Zhao Changpeng, the chief executive of Binance, the largest global cryptocurrency exchange, stepped down and pleaded guilty to violating criminal U.S. anti-money-laundering requirements, in a deal that may preserve the company’s ability to continue operating, according to court documents.
Zhao pleaded guilty in a sweeping deal with the US Department of Justice, which will allow the company to continue to operate, but see Zhao step down as CEO. Binance will also pay a $4.3 billion fine.
As well as leaving his role as CEO, Zhao will also pay a $50 million fine as part of the settlement. By pleading guilty in a Seattle court today, he also faces a maximum sentence of 10 years in prison.
In court documents, Binance was charged with money laundering violations, US sanctions violations, and conspiracy to conduct an unlicensed money transmitting business. Binance admitted that it had failed to prevent and report suspicious transactions made by terrorist organizations, including Hamas’ Al-Qassam Brigades, the Islamic State, and Al Qaeda.
“Binance became the world’s largest cryptocurrency exchange in part because of the crimes it committed—now it is paying one of the largest corporate penalties in US history,” said US Attorney General Merrick Garland.
The court filing states that Binance allowed transactions worth more than $890 million involving customers in Iran, a country against which the US has imposed strict financial sanctions. Binance also allowed transactions between US users and counterparts in other sanctioned jurisdictions, including Cuba, Syria and illegally occupied regions of Ukraine, the indictment says.
Binance turned a blind eye to its legal obligations in the pursuit of profit. Its willful failures allowed money to flow to terrorists, cybercriminals, and child abusers through its platform,” said US Secretary of the Treasury Janet Yellen. “Today’s historic penalties and monitorship to ensure compliance with U.S. law and regulations mark a milestone for the virtual currency industry.”
Zhao also “prioritized Binance’s growth and profits over compliance with US law,” the indictment alleges. He acknowledged the company operated in what he described “grey zone,” but instructed staff that it was “better to ask for forgiveness than permission,” the indictment states.
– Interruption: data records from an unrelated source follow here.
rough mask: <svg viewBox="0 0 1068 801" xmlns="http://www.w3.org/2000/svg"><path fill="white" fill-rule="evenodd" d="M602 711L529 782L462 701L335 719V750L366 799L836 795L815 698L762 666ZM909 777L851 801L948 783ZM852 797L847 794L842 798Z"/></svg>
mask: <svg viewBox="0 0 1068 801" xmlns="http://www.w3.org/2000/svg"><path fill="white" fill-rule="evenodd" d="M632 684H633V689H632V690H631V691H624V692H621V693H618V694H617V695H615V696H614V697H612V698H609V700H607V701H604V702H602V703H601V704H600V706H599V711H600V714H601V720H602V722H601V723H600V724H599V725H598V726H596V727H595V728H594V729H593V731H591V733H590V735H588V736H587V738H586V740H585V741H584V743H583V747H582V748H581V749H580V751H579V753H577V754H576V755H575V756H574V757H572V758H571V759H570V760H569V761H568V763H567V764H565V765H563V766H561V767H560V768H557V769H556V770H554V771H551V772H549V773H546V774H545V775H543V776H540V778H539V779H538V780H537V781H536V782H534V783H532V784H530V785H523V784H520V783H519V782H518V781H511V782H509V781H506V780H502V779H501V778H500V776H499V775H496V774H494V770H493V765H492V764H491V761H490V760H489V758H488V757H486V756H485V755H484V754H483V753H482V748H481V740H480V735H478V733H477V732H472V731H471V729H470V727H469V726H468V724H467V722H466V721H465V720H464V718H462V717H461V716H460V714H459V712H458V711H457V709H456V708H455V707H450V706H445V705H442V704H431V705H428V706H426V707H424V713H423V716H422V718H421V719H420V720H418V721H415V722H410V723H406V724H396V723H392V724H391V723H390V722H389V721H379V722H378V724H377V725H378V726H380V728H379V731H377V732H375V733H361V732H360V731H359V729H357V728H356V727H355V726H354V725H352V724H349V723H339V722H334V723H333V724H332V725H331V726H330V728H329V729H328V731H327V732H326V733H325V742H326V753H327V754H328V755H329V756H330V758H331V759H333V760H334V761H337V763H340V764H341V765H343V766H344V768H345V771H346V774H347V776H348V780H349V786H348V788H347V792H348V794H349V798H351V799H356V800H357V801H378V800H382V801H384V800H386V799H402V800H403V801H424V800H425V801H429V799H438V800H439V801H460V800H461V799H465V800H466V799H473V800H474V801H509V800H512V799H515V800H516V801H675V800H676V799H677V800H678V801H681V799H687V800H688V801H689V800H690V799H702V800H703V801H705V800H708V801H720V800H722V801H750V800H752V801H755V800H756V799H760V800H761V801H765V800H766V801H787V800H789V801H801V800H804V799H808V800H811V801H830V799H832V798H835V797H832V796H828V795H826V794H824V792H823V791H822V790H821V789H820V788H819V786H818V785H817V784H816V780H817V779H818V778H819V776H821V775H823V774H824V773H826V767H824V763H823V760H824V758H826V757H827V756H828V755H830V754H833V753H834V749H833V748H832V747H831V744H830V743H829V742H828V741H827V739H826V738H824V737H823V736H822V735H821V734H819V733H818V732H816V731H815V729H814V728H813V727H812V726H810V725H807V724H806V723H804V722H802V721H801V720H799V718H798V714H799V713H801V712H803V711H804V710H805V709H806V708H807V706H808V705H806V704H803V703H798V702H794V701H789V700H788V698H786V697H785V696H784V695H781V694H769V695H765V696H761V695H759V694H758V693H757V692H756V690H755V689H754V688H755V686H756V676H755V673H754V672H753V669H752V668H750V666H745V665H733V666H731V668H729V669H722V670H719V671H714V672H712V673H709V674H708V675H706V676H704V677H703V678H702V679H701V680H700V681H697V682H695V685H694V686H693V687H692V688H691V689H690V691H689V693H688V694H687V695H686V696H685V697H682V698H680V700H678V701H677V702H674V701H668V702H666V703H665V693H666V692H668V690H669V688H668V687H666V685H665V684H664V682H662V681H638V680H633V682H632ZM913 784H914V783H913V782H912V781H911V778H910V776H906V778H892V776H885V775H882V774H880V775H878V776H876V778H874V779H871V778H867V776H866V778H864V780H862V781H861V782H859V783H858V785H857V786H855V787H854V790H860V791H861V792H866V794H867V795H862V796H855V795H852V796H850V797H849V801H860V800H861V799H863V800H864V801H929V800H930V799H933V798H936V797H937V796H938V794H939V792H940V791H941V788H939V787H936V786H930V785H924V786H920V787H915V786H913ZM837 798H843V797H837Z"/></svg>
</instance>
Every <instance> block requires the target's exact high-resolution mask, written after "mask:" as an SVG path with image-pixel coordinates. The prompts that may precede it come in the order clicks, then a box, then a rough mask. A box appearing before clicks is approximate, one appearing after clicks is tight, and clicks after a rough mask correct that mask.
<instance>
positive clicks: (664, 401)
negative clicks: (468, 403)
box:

Richard Teng, currently head of regional markets at Binance, will take over as CEO. Teng was the CEO of Abu Dhabi Global Market, a financial regulator in the UAE. Teng is said to be a popular choice among Binance staff, according to sources.
“Binance is no longer a baby. It is time for me to let it walk and run. I know Binance will continue to grow and excel with the deep bench it has,” Zhao said in a post on Xannouncing Teng’s appointment as CEO.
In the last year, Zhao had taken to responding to negative headlines on X, formerly Twitter, by posting “4”—a symbol he adopted to dismiss allegations made against the company as baseless FUD (shorthand for fear, uncertainty and doubt). But the DOJ investigation into Binance was an open secret in crypto circles, and Binance insiders say that staff have been anxiously waiting for charges to drop, amid a “general sense of doom.”
Binance is by far the largest cryptocurrency exchange in the world by transaction volume, with around 40 percent of global market share, and is a major part of the infrastructure underpinning the crypto business.
The company also faces two civil lawsuits in the US, brought by the Commodities and Futures Trading Commission (CFTC) and Securities and Exchange Commission (SEC), alleging, among other things, commingling of customer assets, anti-money-laundering violations, and artificially inflating trading volumes.